# Hand held power planer



## carpenter1 (Jul 5, 2010)

I know I need a planer but I don't have alot of $$$$ like that. So I saw a hand held power planer and I'm looking for the pros and cons of using one. In fact I never really use a Jack Plane :blink:. Block Plane yes. So  !!!!!!


----------



## Kenbo (Sep 16, 2008)

I had one given to me years ago and this is what I have found. For starters, they make one heck of a mess. They blow the "chips" and dust everywhere, with or without the dustbag. Secondly, there is a lot of room for human error and being that the machine takes material away at a faster rate than a hand plane, you don't get much of a chance to correct it. What I mean by that is that I have found them to plane off square due to uneven control of the planer. Another point is that they are extremely noisy. Decibel level through the roof!!! You say that you need a planer. If it is a surface planer that you are looking for, forget it. A hand held planer will not do it for you unless the results that you desire are grooves and uneven board surfaces. Personally, I am not a fan of them. Save your money and get a good surface planer down the road if that is what you are looking for. If you are just looking for a regular plane, a high quality hand plane will do a better job than any power hand held. That is only my opinion.
Ken


----------



## cabinetman (Jul 5, 2007)

Kenbo said:


> I had one given to me years ago and this is what I have found. For starters, they make one heck of a mess. They blow the "chips" and dust everywhere, with or without the dustbag. Secondly, there is a lot of room for human error and being that the machine takes material away at a faster rate than a hand plane, you don't get much of a chance to correct it. What I mean by that is that I have found them to plane off square due to uneven control of the planer. Another point is that they are extremely noisy. Decibel level through the roof!!! You say that you need a planer. If it is a surface planer that you are looking for, forget it. A hand held planer will not do it for you unless the results that you desire are grooves and uneven board surfaces. Personally, I am not a fan of them. Save your money and get a good surface planer down the road if that is what you are looking for. If you are just looking for a regular plane, a high quality hand plane will do a better job than any power hand held. That is only my opinion.
> Ken



I agree with Ken. I have several and mainly use them for planing passage door edges. They take quite a bit of experience to become the "proper tool for the job". I will add that a properly honed handplane will replace a powerplane for most applications. I would not surface plane wood with a handheld powerplane.


----------



## woody woodturner (Jul 9, 2010)

i concur with all the boys noisy messy dont do what you want and look funny when you drop on the ground and it tries to run away:laughing::laughing::laughing:


----------



## bongodrummer (Oct 4, 2009)

My two cents: 
Agreed about the surface plaining- your going to struggle to get the finish you want with it. Even when you have experience with it, it is soo easy to make big groves in the wood. 
That said, if you are planing something less than 82mm (their average width) then they are pretty good). 

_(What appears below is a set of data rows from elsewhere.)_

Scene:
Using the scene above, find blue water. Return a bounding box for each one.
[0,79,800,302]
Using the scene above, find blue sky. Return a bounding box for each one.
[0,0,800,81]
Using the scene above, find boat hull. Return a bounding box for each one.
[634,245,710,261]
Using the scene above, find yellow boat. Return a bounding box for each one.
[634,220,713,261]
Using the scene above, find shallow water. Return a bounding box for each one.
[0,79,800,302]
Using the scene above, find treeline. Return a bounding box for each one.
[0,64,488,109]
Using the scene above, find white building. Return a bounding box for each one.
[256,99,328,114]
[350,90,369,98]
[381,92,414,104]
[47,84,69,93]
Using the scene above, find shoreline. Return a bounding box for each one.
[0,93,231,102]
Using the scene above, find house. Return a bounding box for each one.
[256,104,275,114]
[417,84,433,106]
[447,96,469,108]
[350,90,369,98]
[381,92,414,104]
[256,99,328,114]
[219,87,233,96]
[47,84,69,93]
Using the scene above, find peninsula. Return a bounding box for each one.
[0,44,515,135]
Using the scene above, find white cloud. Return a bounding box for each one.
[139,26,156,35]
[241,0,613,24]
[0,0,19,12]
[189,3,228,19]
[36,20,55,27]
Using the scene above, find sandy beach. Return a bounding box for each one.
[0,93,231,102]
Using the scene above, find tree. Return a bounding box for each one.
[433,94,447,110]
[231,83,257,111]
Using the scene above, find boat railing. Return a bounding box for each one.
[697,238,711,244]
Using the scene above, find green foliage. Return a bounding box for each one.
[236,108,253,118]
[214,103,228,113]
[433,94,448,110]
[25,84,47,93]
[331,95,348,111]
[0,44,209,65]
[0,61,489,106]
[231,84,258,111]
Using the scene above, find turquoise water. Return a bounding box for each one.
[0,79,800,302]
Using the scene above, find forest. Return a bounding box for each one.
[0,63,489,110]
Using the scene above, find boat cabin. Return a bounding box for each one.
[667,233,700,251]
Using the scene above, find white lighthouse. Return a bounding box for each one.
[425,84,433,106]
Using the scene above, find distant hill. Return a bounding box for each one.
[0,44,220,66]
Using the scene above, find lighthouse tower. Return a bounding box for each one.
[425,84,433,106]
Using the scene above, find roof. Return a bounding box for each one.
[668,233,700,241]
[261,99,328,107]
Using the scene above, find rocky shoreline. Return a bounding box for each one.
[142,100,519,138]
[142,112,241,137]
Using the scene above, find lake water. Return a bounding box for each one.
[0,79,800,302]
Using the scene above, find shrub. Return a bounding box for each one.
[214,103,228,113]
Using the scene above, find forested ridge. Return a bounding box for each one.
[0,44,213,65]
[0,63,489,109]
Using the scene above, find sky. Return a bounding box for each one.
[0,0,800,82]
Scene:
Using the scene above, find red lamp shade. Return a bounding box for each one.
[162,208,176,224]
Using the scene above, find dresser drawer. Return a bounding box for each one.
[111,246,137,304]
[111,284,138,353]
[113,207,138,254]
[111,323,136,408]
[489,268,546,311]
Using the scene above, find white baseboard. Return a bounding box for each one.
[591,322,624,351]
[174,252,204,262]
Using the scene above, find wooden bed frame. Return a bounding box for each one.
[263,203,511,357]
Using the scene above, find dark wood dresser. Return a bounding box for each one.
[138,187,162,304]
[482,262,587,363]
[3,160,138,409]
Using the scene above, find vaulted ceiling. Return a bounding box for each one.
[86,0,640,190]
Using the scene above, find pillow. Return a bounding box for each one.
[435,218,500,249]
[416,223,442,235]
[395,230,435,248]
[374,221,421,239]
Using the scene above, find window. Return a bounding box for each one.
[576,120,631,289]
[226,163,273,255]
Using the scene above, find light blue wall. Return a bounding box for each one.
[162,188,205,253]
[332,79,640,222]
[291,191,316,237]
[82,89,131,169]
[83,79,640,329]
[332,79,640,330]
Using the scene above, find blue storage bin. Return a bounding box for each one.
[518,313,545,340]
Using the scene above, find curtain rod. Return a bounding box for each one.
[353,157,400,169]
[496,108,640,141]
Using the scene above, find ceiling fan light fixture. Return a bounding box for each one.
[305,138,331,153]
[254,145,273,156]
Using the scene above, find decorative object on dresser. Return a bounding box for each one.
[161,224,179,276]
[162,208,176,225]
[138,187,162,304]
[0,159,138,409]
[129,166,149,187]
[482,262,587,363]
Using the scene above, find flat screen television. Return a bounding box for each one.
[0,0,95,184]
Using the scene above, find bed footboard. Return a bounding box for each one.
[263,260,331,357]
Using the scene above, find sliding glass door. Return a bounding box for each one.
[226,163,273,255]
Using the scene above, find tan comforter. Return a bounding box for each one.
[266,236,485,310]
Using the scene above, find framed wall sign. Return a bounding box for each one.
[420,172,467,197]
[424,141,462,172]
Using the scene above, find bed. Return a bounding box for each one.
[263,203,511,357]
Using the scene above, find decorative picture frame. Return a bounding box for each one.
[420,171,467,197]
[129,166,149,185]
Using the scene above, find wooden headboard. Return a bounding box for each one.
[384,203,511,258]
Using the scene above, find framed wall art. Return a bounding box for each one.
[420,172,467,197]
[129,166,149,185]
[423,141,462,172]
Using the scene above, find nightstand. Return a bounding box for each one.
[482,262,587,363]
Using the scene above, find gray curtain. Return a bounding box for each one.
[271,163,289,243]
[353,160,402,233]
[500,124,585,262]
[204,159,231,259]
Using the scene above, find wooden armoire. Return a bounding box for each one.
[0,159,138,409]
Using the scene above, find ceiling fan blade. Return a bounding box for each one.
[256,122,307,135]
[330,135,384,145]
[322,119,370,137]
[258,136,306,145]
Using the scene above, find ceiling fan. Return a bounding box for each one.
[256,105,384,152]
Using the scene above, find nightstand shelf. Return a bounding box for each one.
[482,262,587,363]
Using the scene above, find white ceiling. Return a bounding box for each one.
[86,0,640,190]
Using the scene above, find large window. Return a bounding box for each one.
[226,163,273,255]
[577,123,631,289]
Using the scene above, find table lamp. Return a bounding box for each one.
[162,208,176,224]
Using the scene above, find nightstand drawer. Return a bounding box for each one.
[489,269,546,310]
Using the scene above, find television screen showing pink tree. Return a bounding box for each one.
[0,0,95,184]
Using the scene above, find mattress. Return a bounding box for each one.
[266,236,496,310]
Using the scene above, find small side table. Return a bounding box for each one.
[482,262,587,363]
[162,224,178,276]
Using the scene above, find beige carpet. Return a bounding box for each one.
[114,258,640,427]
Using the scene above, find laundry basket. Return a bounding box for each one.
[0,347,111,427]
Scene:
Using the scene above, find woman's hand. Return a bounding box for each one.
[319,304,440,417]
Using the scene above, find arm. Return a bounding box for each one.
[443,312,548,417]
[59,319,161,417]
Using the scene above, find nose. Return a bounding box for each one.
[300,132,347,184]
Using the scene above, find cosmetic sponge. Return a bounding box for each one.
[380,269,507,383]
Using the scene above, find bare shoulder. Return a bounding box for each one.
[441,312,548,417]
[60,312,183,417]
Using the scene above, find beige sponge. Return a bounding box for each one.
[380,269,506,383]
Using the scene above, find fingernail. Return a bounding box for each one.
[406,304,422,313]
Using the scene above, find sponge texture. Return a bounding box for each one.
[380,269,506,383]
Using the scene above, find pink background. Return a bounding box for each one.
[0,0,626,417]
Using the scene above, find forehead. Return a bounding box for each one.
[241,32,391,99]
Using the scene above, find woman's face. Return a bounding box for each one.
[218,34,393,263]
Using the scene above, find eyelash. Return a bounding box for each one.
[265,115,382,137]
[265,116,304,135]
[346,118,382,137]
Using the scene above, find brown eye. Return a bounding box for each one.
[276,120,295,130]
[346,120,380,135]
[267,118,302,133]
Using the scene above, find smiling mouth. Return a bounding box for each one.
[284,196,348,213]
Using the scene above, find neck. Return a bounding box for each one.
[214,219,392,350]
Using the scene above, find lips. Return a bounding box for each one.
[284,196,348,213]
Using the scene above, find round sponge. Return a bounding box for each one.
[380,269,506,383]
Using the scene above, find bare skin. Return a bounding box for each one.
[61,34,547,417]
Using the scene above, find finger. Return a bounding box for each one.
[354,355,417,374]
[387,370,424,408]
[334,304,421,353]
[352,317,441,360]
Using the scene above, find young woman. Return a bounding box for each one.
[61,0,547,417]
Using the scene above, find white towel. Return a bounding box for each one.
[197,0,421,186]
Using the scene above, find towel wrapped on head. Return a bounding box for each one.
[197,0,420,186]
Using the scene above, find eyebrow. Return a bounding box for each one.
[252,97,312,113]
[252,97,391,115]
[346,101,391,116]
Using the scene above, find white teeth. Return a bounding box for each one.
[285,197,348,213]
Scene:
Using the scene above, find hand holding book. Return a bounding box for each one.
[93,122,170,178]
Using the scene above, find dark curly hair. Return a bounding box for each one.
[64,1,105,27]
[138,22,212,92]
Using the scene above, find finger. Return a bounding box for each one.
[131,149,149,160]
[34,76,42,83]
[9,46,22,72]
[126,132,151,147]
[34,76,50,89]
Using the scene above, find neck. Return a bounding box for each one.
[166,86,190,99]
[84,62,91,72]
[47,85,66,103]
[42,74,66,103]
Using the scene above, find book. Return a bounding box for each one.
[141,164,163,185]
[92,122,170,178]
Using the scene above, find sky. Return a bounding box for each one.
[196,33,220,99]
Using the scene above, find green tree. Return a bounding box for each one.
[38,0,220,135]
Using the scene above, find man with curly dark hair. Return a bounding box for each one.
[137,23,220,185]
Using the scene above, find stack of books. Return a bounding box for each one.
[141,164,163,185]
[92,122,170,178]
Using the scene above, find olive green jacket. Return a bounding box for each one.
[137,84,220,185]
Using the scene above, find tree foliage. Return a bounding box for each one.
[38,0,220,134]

Don't even think about using one without a little vacuum dust extractor. Without one you will make a right mess, but with one they are actually really tidy. I got hold of a second hand Bosch 18V battery one. With new blades the finish is reasonable, and there is literally no mess with a shop vac attached :thumbsup: Because it is a battery one it runs a bit slower than a mains one (and also only has a max depth of cut of 1.5mm), but this also means that it is quite quiet (in comparison). 

If I was buying again I would save up for the festool - the spiral blade is suppose to reduce noise and vibration, will increase tool life and give a better finish. Also I have now needed to plane in deeper rebates than mine can handle so many times... 

So yeah, I actually quite like them for a lot of things...


----------



## JGlen (Jun 9, 2016)

Hello All,

My first post here. I was given a Craftsman Model # 315.17321 electric hand planer. It needed new blades and belt. I spent $ 50.00 and the blades and belt, only to discover I also need a "blade adjustment plate", which did not come with the planer. Sears Parts Direct states they are obsolete and no longer available. I've checked all over the web to find one, to no avail.
Is there any way to install the blades without this adjustment plate? Or did I just blow $ 50.00 for a paper weight!

Thanks!


----------



## shoot summ (Feb 21, 2014)

JGlen said:


> Hello All,
> 
> My first post here. I was given a Craftsman Model # 315.17321 electric hand planer. It needed new blades and belt. I spent $ 50.00 and the blades and belt, only to discover I also need a "blade adjustment plate", which did not come with the planer. Sears Parts Direct states they are obsolete and no longer available. I've checked all over the web to find one, to no avail.
> Is there any way to install the blades without this adjustment plate? Or did I just blow $ 50.00 for a paper weight!
> ...


Welcome, probably would have been better to start a new thread on this instead of adding it to a 6 year old thread that doesn't really pertain to your question.


----------